Computer Vision ElastographyJames Revell, Computer Vision Elastography. PhD thesis. University of Bristol, Department of Computer Science. April 2005. PDF, 15308 Kbytes.
This thesis is concerned with developing a two-dimensional (2D) ultrasound speckle tracking technique to quantify 2D axial and lateral strain fields for studying tissue dynamics. Knowledge of tissue displacement to infer strain characteristics is of major clinical importance. In part, this is due to the lack of simple and accurate non-invasive techniques to measure in vivo strain. The established technique for evaluating tissue behaviour using ultrasound is elastography, with conventional methods analysing the raw radio-frequency (RF) data to measure 1D displacements. In contrast, this work develops and applies image processing techniques to analyse the ultrasound images to measure 2D displacements. Measuring meaningful displacement descriptors using ultrasound assumes that speckle motion replicates small tissue deformation.

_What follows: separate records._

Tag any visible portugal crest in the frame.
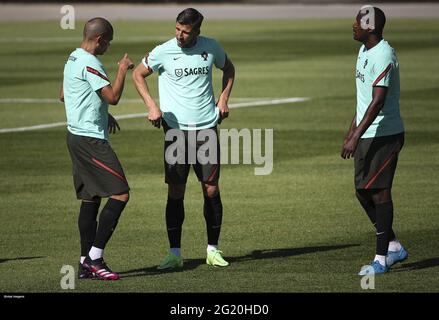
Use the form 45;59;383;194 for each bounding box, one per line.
175;68;183;77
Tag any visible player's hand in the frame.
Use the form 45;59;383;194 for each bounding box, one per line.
148;106;163;129
108;114;120;134
341;135;359;159
342;131;352;146
217;99;229;124
118;53;134;70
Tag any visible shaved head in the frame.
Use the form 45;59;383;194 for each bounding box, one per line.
83;17;113;41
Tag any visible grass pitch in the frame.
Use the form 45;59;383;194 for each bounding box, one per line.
0;18;438;293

Current research using ultrasound image processing frequently concentrates on matching selected regions from frame pairs, an extension of RF elastography, to solve this correspondence problem. To assess the feasibility and effectiveness of displacement estimation using ultrasound images, a variable-sized block matching algorithm with a hierarchical full search is proposed. Unlike existing research, development and experimentation focuses on dynamic high frequency ultrasound of the musculoskeletal system. The aim is to provide a non-invasive in vivo approach to measuring displacement and strain in tendons and soft tissue for assessing tendinopathy.

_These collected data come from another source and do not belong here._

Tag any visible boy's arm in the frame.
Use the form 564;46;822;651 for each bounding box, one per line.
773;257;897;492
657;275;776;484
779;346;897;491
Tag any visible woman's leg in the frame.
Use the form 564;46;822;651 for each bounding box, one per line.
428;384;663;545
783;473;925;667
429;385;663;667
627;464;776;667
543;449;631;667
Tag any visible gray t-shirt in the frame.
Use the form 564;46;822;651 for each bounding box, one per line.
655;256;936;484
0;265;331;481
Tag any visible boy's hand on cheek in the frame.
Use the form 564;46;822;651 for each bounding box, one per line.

With an emphasis on improving block matching approaches, enhancements are explored to extend this framework to sequences, generating trajectories. Further, novel contributions are incorporated to solve known speckle tracking problems. An automatic similarity measure selection is developed, adapting to varying speckle density and strain induced speckle decorrelation. Trajectories are also updated for moving objects in the scanned 3D volume that traverse the 2D plane. Other important challenges dealt with in this work include eliminating user frame pair pre-selection, freehand scanning registration, minimising tracking drift error and measuring displacement accuracy.

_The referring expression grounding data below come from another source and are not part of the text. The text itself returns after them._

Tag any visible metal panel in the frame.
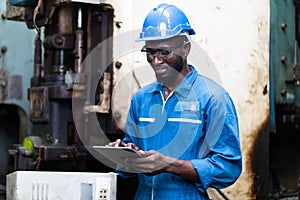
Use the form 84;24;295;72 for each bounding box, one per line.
271;0;298;105
270;0;300;133
6;171;117;200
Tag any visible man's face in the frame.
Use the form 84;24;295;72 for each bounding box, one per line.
143;36;187;85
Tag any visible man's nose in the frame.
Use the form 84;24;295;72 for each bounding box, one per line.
152;55;163;64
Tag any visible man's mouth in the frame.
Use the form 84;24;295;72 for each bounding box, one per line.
153;66;168;75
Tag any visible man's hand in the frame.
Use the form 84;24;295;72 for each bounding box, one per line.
125;150;200;182
106;141;199;182
126;150;176;175
106;139;140;151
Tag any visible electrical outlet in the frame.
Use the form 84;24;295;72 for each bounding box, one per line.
99;188;107;200
95;177;112;200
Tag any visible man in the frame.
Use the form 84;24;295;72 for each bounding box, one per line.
108;3;242;199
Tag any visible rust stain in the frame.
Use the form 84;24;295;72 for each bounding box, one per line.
246;116;270;199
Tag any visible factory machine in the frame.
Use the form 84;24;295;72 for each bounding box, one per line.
1;0;137;199
4;0;120;170
1;0;300;199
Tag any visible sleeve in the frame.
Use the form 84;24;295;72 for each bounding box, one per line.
191;93;242;192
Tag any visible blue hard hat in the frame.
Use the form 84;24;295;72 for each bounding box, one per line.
137;3;195;42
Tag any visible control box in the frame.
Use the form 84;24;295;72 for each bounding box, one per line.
6;171;117;200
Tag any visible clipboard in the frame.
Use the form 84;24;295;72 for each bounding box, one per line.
92;146;142;165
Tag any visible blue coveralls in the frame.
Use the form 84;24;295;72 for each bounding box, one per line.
118;65;242;200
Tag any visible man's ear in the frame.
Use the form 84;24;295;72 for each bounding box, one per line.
183;42;191;57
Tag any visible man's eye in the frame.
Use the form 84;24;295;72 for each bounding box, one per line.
145;48;171;56
149;50;158;55
159;50;171;55
146;49;157;55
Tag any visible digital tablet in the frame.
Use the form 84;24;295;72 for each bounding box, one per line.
92;146;142;165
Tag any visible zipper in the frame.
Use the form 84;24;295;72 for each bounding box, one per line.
160;91;174;112
151;176;155;200
151;89;173;199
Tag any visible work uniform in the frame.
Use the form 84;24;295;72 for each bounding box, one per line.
119;65;242;200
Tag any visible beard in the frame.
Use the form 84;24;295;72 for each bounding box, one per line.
155;55;185;86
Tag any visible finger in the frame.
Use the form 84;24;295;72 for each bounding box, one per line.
119;140;127;147
126;143;140;151
138;150;147;156
106;142;116;147
114;139;121;147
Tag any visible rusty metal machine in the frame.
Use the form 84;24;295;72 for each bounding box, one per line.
7;0;119;171
2;0;138;198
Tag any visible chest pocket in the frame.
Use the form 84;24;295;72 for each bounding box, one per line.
169;101;201;124
162;101;203;158
168;101;202;142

Finally, displacement fields are used to derive corresponding axial, lateral and shear strain elastograms. Further, the trajectory fields are used to generate spatiotemporal elastograms, producing object strain histories. The latter enables clinicians to have a unique means of comparing the knowledge of the applied motion to the strain that occurred during the activity, potentially aiding diagnosis. In addition, all results are validated using purpose-made tissue mimicking phantoms and in vitro tendon data, prior to analysing in vivo clinical sequences.